Yerel örgütlerimiz her konuda işbirliği içinde olacaklardır
Ayrıca arama ve kurtarma için ülkemize gelen ekiplerin bir an önce afet bölgesine ulaştırılmasını bekliyoruz. Bu ekiplerin deprem bölgesine ulaştırılması siyasilerin ulaştırılmasından çok daha önemlidir. Umarım bu konuda herhangi bir olumsuzluk yaşanmaz ve herkes insani duyarlılık ve vicdani sorumluluk çerçevesinde hareket eder. Deprem bölgesindeki yerel yönetimlerle de iletişim halinde olma çabası sergiliyoruz. Durum hakkında yerel yöneticilerden bilgi aldığımız oldu. Bilgi alışverişimiz için girişimlerimiz devam ediyor. Kendilerine yapabileceklerimiz konusunda görüşlerini sorduk, her konuda yanlarında olduğumuzu belirttik. Yerel örgütlerimiz de her konuda işbirliği içinde olacaklardır. İlk andan itibaren sürecin yönetilmesi, yerel yönetimler ile ilişkiler ve bugüne kadar yapılması gereken ancak yapılmayan pek çok şeyle ilgili şüphesiz eleştiri ve tespitlerimiz vardır. Ancak gün bunları şimdi dile getirme ya da bunları öne çıkarma zamanı değildir. Şunu mutlaka belirtmek durumdayım. Bütün bunların hepsini not ettik. Hepsinin takipçisi olacağız. Zamanı ve yeri geldiğinde bu konuda çalışmalarımızı da paylaşacağız. Deprem gibi binlerce yıldır tekrarlana gelen ve tekrarlanacak olan doğa olayını, toplumsal bir felakete ve bir insanlık trajedisine dönüştüren faktörleri, aktörleri ve zihniyeti bütün boyutlarıyla tartışmak ve sorgulamak bizim görevimizdir. Bundan sonra bu tür felaketlerin yaşanmaması için, bu görevi de en kapsamlı ve en disiplinli şekilde yerine getireceğimize dair buradan halkımıza söz veriyoruz.

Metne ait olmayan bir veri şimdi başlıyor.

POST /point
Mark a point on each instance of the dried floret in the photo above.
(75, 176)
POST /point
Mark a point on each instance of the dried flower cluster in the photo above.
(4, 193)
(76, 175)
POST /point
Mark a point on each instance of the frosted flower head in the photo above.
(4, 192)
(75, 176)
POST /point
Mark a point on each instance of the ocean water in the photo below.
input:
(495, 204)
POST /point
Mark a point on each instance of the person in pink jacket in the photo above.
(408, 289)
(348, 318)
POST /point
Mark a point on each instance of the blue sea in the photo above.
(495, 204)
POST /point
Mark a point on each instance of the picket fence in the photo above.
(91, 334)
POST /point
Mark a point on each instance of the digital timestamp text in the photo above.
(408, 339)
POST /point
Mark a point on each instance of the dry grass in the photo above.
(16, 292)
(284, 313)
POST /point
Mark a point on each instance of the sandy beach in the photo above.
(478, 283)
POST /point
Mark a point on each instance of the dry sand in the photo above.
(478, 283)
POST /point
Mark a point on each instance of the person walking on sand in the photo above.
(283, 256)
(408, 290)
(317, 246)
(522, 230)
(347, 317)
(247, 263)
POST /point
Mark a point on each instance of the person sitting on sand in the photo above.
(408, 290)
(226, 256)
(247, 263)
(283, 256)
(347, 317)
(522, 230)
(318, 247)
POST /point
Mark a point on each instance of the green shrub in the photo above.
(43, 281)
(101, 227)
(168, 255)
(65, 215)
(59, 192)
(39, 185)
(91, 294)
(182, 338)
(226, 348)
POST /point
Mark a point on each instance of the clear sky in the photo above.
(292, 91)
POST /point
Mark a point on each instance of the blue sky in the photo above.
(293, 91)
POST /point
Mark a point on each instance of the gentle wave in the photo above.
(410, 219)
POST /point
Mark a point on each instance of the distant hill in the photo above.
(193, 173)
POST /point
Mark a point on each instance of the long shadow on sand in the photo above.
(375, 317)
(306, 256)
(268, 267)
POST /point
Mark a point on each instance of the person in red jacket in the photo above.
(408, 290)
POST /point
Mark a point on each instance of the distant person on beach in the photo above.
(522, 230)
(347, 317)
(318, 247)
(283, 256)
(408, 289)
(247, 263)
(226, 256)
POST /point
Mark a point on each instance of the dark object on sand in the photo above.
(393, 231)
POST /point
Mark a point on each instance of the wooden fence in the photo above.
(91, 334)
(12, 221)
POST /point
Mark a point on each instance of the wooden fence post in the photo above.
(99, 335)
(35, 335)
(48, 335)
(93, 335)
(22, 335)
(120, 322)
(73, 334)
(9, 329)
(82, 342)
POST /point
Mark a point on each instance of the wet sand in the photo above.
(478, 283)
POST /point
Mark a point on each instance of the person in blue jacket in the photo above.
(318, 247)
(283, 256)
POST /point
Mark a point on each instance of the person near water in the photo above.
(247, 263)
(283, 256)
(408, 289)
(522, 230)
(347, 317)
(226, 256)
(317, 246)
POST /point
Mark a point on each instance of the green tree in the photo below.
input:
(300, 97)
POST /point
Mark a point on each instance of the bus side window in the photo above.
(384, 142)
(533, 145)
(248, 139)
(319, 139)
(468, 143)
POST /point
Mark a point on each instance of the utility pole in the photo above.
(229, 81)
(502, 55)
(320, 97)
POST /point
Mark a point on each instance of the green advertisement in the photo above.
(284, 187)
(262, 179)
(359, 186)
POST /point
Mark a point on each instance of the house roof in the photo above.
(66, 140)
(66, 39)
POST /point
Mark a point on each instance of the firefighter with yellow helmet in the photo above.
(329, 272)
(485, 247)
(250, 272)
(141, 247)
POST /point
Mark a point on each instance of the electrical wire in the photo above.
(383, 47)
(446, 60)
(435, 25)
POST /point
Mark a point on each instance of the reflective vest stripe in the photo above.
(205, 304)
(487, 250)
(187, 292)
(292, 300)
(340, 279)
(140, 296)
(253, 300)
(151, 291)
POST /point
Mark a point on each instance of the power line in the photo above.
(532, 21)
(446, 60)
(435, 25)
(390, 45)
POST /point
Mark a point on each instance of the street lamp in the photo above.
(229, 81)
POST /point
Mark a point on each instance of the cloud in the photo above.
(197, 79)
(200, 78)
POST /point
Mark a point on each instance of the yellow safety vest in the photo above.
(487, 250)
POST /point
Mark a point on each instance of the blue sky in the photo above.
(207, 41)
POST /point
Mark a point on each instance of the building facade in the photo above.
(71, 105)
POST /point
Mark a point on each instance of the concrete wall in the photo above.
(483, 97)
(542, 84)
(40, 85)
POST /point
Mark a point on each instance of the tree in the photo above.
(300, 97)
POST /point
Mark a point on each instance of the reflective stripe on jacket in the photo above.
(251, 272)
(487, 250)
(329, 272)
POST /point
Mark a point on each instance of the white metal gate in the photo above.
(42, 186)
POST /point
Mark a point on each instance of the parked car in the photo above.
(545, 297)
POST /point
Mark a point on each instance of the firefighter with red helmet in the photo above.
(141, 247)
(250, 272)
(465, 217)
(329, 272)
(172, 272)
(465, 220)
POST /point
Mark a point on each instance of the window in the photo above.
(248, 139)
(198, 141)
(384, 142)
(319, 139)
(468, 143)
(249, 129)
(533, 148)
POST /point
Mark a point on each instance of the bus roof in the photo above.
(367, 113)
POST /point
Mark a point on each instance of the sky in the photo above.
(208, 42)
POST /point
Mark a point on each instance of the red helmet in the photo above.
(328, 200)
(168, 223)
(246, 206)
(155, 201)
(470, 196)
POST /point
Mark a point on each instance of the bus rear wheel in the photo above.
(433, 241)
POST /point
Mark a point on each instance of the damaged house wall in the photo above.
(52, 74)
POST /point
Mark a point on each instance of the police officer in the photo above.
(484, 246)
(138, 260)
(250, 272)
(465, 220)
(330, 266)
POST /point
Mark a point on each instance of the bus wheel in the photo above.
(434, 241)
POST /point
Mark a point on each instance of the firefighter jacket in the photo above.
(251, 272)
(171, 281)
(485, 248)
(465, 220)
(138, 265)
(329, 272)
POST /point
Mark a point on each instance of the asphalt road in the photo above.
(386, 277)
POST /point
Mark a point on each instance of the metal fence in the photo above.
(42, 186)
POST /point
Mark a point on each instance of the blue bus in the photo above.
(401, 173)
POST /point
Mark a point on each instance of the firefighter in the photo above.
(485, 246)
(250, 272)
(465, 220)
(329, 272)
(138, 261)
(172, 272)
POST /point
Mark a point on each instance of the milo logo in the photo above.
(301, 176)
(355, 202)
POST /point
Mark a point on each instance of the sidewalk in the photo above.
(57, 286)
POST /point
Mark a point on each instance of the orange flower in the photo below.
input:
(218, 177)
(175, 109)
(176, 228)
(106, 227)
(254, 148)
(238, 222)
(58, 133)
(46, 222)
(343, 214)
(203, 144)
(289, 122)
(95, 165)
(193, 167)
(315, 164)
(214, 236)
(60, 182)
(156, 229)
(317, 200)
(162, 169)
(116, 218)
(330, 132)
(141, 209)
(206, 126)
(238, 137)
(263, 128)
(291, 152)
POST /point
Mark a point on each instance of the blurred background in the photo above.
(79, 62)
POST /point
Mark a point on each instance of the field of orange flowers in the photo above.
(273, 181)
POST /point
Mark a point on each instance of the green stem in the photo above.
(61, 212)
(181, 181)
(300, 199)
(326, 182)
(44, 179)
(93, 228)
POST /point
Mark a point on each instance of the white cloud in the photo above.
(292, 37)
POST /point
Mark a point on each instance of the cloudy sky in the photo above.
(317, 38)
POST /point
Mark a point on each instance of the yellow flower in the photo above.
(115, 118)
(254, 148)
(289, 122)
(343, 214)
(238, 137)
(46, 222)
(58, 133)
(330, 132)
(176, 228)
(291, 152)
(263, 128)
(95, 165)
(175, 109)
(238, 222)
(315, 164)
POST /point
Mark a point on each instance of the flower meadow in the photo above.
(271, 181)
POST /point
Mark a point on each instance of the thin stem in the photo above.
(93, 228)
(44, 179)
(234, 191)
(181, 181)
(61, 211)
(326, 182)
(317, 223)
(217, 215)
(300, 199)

Asıl büyük kurtarıcımız büyük dayanışmamız olacaktır
Ama tekrar ediyorum. Bütün bu çalışmaları yapacağız. Elbette bunların takipçisi olacağız, fakat şimdi dayanışma vaktidir. İnsanlarımızın hayatlarını kurtarma, yaraları sarma, ihtiyaçları giderme zamanıdır. Herkes bütün imkanları ile dayanışmaya katılmalıdır. Bizler her düzeyde elimizden gelen her çabayı harcıyoruz, harcamaya devam edeceğiz. Asıl büyük kurtarıcımız büyük dayanışmamız olacaktır. Tekrar hayatlarını kaybeden insanlarımıza Allah’tan rahmet, yakınlarına başsağlığı diliyorum. Yaralılarımıza acil şifalar diliyorum. Şu anda göçük altında kurtarılmayı bekleyen insanlarımızın bir an önce kurtarılmasını diliyoruz. Bizler çalışmamızı burada devam ettireceğiz. İllerden ve ilçelerden gelen bilgileri derleyip sistemli bir nota çevirerek ilgili birimlere ve müdahalede bulunabilecek her yere ulaştırma çabasındayız. Dileriz bu tür felaketleri bir daha yaşayamayacağımız şartları hep birlikte kuracağız. Tekrar bütün ülkeye ve toplumumuza geçmiş olsun dileklerimizi iletiyoruz.